Adriano Salamone: I actually got involved in esports back when I was 14 years old, playing Counter-Strike for Cal-IM (Cyberathlete Amateur League). We had a local group in the Ontario system. In college or just after, I had a few chats with the owners of esports teams. Everything was so grassroots. There were no major teams, really, but a few were percolating. Back then, you could pretty much talk to anybody if you offered to help. Here and there, a few opportunities came up, and the next thing you know, I was working a full-time position at a recruiting agency while working a commission-only sales job for Enthusiast Gaming. After awhile, I decided to quit the recruiting agency and was able to work for Enthusiast Gaming full time.
They had a tiny office with about three desks in it. I started selling ad space for the team, then booths for EGLX. It had actually started as a Super Smash Bros. tournament in a pizzeria basement, so kudos to the determination that helped it grow to what it has become. We were expecting 10,000 people that year, and 24,000 showed up. We were flabbergasted. Nothing ever goes perfectly as planned in esports, so there are always funny stories about events. That’s how I essentially got involved.
NGame: What are your responsibilities in your current position?
Adriano Salamone: That’s easy to answer, but difficult to explain. “Find opportunities that make revenue,” is probably the best way to word it, but the pathway isn’t always clear.

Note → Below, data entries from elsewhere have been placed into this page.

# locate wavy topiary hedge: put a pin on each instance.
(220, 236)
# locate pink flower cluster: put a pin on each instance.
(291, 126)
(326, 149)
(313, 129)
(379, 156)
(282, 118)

At the end of the day, my main responsibility is to look at an opportunity and find out who will pay for it, and what revenue will be generated from it. It is actually complex to put into motion. To be honest, everyone in this industry has a very big vision, and everything is going to make $10 million. However, is it actually? I’m a bit of a downer for a lot of conversations I go into (laughs) because I’m kind of the stoic one in the background saying, “are you sure about this?”
I have a sales team that I support when it comes to being brought into conversations. There’s no set formula for this in esports. A great comparison is [traditional] sports, right? If you want to advertise during the Super Bowl, you can get a commercial, you can get on the field itself through localized broadcast or physical placement, etc. It’s all set and dry. When you turn to esports, there are social media packages, logos on jerseys, etc. There’s just so much to talk about that when you go in [to a meeting], you realize that everyone is inundated with esports and confused by it. Esports not only has about eight different genres but in each of those, about ten different games that each have communities that you can potentially work with.
NGame: What advice would you give someone looking to get started in esports?
Adriano Salamone: Rely on yourself. Tides rise all ships, or however, the saying goes. The thing about esports is that there are very few experts. When it comes to being an expert, you have an opportunity. If you work hard at it and you keep working at it, then eventually, you will become that expert that people turn to. When it comes to doing things, just find a way to get it done because it’s likely that other people have not gotten it done or don’t know how to.
That’s where a lot of people falter. It’s easy to fill out a form, but it’s not easy to create the form that you have to fill out. But someone’s got to be that person.